La loi Rist ne sera pas appliquée le 28 octobre 2021. Le ministère des Solidarités et de la Santé, dans un communiqué de presse, a annoncé son report en 2022. Alors que ce jeudi 21 octobre, soignants, élus, habitants étaient mobilisés devant le PSSL, au Bailleul (Sarthe) pour dire leur vive inquiétude. Si cette loi visant à encadrer la rémunération des intérimaires passait, cette nouvelle apporte un répit aux hôpitaux de proximité.
Elle n’est pas pour autant abandonnée.

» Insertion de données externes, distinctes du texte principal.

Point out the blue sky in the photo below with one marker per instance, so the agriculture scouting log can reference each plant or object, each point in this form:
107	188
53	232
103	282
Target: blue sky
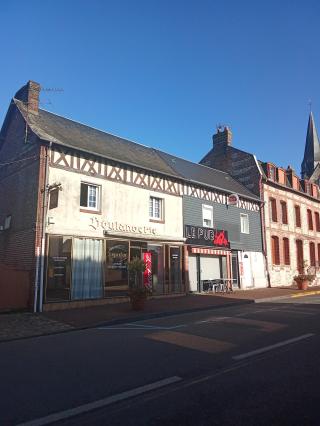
165	73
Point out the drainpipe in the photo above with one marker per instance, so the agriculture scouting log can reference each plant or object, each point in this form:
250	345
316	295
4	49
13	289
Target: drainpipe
44	222
263	229
36	284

Le ministère rappelle qu’Olivier Véran, ministre des Solidarités et de la Santé, s’était « engagé devant tous les acteurs du système de santé à mettre un terme au mercenariat de l’intérim médical en encadrant fermement les rémunérations versées. » L’article 33 de la loi Rist, votée par le Parlement au printemps 2021, prévoit ainsi un plafond réglementaire et la possibilité de dénoncer les contrats hors des clous à compter du 27 octobre 2021.
« Reculer pour mieux sauter »
Les déléguées de l’intersyndicale CGT-Sud du PSSL, interrogées ce jeudi sur un possible report, indiquaient que c’était « reculer pour mieux sauter. Cela ne nous intéresse pas. L’article 33 aggrave la pénurie médicale dans les hôpitaux ».
Le ministère précise que les travaux préparatoires seront renforcés à la fin du mois. Notamment, avec « la réalisation d’une cartographie précise de la situation actuelle de l’intérim médical sur le territoire et l’organisation des modalités d’accompagnement des acteurs dans la mise en œuvre de la réforme […] ».
L’application se ferait « dès que possible en 2022, avec un contrôle a priori par le comptable public du respect du plafond réglementaire. » Le ministère rappelle que la rémunération liée « à l’intérim médical est aujourd’hui plafonnée par décret à 1 170 € sur 24 heures depuis 2020 ».